We can furnish DUD up to 2.0 million gallons per day for 20 years. We are willing and indeed anxious to negotiate a water purchase contract for the next 10 or 20 years, and believe it is in the best interest of both your ratepayers and those of the City of Smithville. We will be glad to continue to share the Best Tasting Water in the Upper Cumberland as judged by TAUD".
The proposed DUD project consists of the construction of a new water treatment plant on approximately 30 acres of land, which the DUD owns, near Holmes Creek Road. The project also consists of a raw water intake near the location of the former Holmes Creek Marina on Center Hill Lake, three new pump stations, and necessary transmission lines to accommodate water distribution throughout the DeKalb Utility District's service area."
Jon Foutch, DUD manager, told WJLE last May that the DeKalb Utility District is growing, adding more customers, and the utility wants its own water treatment plant in order to better control its future water supply expansion issues. Currently, the DUD purchases almost all of its water supply from the City of Smithville except for the Silver Point Community of DeKalb County. DUD buys water to serve that area from the City of Baxter.
According to Foutch, another plant would increase the area's water capacity which could be used as a selling point for possible industrial expansion and recruitment. Plus, he said the city and DUD could work together in times of crisis. "If something were to happen to the Smithville treatment plant or DUD's plant we could lean on each other. All we would have to do is turn on a few valves since we're already connected to each other. We could support each other," said Foutch.
The DUD already has settled with the U.S. Army Corps of Engineers on a storage volume fee arrangement to draw up to two million gallons a day, once the plant is completed and in operation, according to Foutch.
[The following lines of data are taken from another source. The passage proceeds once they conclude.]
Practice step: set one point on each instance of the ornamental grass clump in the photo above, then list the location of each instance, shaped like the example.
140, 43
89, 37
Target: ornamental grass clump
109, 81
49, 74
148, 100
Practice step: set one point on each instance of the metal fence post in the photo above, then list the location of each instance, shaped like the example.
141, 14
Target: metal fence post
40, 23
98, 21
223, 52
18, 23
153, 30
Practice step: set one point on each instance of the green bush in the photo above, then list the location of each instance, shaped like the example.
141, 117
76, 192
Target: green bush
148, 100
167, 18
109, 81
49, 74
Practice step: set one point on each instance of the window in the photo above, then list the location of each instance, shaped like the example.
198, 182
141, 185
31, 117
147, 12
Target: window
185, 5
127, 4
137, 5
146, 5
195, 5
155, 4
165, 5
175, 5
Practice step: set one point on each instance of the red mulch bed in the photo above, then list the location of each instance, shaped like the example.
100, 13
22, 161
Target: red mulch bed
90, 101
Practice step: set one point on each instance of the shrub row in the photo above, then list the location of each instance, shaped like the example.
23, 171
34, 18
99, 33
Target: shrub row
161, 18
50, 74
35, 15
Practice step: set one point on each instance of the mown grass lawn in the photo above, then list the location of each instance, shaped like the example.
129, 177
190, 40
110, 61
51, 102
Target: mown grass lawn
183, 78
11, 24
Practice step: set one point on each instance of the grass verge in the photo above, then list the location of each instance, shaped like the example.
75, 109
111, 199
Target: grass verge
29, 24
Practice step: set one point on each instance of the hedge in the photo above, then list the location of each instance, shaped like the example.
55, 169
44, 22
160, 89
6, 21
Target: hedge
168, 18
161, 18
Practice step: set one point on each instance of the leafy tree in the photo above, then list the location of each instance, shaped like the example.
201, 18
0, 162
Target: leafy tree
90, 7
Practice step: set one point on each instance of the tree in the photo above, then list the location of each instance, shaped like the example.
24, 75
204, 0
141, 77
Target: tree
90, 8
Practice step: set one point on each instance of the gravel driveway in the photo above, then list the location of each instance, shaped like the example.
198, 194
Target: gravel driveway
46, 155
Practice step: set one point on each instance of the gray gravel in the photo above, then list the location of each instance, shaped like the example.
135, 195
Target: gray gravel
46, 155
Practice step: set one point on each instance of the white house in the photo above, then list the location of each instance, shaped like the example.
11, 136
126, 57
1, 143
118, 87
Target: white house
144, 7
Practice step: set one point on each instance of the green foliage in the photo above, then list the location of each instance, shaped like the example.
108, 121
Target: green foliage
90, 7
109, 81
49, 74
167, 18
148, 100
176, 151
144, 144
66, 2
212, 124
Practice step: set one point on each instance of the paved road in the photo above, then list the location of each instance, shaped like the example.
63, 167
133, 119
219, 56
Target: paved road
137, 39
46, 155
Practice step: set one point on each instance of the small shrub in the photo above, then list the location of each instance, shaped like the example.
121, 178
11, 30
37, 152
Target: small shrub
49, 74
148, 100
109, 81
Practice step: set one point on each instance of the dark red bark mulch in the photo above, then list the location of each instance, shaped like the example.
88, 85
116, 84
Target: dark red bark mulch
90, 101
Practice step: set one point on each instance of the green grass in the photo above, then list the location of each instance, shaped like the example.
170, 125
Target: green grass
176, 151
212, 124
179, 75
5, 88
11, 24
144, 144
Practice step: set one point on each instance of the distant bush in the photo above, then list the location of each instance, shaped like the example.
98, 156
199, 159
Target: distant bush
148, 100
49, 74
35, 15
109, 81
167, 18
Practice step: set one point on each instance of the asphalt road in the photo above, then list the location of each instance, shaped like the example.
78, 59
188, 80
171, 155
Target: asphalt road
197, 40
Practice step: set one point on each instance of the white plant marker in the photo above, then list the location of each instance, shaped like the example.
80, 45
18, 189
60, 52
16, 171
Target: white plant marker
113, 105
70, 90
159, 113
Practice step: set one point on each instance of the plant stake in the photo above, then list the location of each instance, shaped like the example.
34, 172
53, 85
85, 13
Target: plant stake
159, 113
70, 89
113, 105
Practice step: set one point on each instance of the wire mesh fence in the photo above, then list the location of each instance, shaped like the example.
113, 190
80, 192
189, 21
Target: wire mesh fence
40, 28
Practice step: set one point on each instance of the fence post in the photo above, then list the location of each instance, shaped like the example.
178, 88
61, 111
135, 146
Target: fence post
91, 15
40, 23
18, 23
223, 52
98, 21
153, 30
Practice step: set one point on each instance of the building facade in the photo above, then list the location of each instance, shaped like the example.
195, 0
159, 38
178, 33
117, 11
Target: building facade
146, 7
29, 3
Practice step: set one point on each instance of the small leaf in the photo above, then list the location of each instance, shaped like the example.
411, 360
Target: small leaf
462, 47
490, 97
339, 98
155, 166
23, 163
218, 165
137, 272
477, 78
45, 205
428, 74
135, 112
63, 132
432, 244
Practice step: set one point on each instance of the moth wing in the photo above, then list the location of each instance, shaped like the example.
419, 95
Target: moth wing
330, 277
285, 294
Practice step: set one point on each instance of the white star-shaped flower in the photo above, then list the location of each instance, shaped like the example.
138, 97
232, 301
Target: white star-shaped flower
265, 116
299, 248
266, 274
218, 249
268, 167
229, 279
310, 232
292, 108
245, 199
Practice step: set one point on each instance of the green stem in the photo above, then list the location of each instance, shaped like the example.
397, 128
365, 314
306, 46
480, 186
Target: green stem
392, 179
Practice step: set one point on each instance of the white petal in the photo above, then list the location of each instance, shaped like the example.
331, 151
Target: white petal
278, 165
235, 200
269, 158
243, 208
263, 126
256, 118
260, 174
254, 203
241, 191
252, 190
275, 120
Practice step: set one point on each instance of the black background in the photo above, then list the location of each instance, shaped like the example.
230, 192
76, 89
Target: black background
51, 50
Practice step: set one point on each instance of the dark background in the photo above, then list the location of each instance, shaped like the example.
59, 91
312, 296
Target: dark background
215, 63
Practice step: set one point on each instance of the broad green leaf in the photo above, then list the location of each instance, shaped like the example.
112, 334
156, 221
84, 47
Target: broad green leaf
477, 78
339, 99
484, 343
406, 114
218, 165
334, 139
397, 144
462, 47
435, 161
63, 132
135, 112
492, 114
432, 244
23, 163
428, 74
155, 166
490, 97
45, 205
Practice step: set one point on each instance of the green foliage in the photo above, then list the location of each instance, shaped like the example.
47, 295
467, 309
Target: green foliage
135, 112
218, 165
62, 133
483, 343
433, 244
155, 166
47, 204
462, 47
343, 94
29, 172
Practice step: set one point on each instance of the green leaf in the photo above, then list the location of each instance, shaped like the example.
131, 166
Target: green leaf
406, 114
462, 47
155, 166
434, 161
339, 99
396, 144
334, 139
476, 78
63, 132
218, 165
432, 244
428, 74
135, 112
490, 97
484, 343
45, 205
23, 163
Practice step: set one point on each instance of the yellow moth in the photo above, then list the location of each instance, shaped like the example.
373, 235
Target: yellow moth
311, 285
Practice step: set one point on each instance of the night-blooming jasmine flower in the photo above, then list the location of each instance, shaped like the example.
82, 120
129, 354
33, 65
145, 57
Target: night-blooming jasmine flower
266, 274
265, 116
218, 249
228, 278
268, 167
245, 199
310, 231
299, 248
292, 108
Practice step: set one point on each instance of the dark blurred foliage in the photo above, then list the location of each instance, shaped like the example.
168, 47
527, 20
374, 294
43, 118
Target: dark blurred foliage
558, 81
And should the DUD be unsuccessful in it's efforts to secure USDA Rural Development Loan/Grant funds, the utility is prepared to proceed with the plans through other funding sources. "We have had an outside firm come in and look at our books and they have said this is feasible for us. So even if we don't get the grant money, we can proceed with financing through another avenue," said Foutch.
DUD officials are hoping that the plant would be completed and ready for operation by 2014.
This is not the first time the DUD has seriously considered building its own water treatment plant. In January, 1999 the DUD was awarded a $1 million Rural Development Grant and a $2,380,000 loan. In addition to the money for the water plant, another $500,000 was made available to the project from a Community Development Block Grant for an elevated water storage tank which now stands at the top of Snow Hill. The tank was built to solve the problem of water pressure in some areas.
However when it came time to build the water plant, the DUD apparently discovered that the costs were much more than the available grant/loan funds. While DUD had sufficient local reserves to make up the difference and assurances from Rural Development for extra financial help if needed, the DUD decided instead to enter into negotiations with the City of Smithville for a new water rate. Some of the loan/grant funds were later used to make other improvements to the existing infrastructure.